KENYA:CA denies leaving public out of mobile interoperability talks
Communication Authority has denied allegations that it it illegally implementing recommendations of a competition study that seeks to solve the dominance issue in the country's telecommunication industry.
“For the avoidance of doubt, the Authority wishes to state categorically that the pilot on mobile money interoperability rolled out last week was indeed an independent initiative of mobile telecommunications industry that had nothing to do with the outcome of the competition study,” Communication Authority Acting director general Christopher Kimei said in a statement to the press.
He insisted in his statement that the objective of the study was to establish the degree of competition and its effectiveness in the various telecommunications markets in Kenya.
Kimei was responding to allegations from Consumers Federation of Kenya who are blaming them for unveiling the pilot phase of mobile interoperability saying that they had not been consulted despite being stakeholders.
“Public funds were used to develop the report. CA does not exist to collude with Mobile Network Operators. Regulation is about fairness between both sides of supply and demand namely operators and consumers,” COFEK secretary general Stephen Mutoro said in a response to questions from the Star.
While denying that mobile interoperability is an independent initiative, Mutoro added that consumer protection is a constitutional right under Article 46 and if the authority has chosen not to engage consumers and other stakeholders on the public-interest dominance report, they must be ready for lawful consequences.
The Mobile interoperability service is expected to increase competition and hopefully bring down the cost of transactions across networks once the pilot window is over.
According to Kimei, the Authority is planning to host a stakeholders’ workshop to share the findings of the study and receive further input from the public and other stakeholders on February 20,2018 and later release the final report including a roadmap for implementation of the adopted competition study recommendations.

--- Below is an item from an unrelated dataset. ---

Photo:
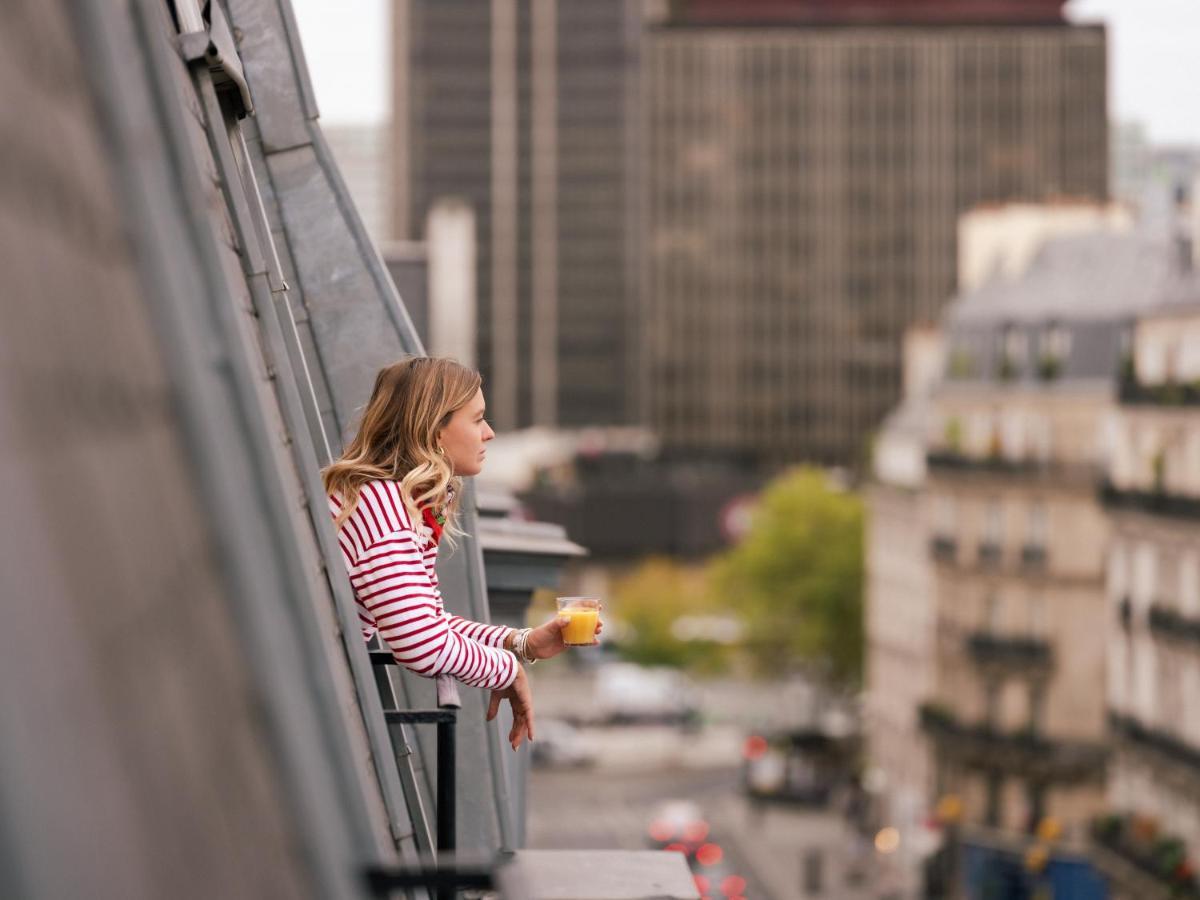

During the pilot phase roll out, Information, Communication and Technology Cabinet Secretary Joe mucheru said the implementation of the service will be a huge sigh of relief to mobile phone users in Kenya who have been paying up to four times more to transfer money from M-Pesa to other networks and endure time consuming procedures to withdrawal
For instance, it costs Sh44 to transfer Sh101-500 from M-Pesa to other networks while it costs only Sh11 to transfer the same amount within the network. Airtel Money scrapped off transfer fee across networks in October 2012 hoping to tame Safaricom's dominance
Currently, Airtel and Telkom Kenya users receiving money transfers have to go through an M-Pesa agent in order to withdraw.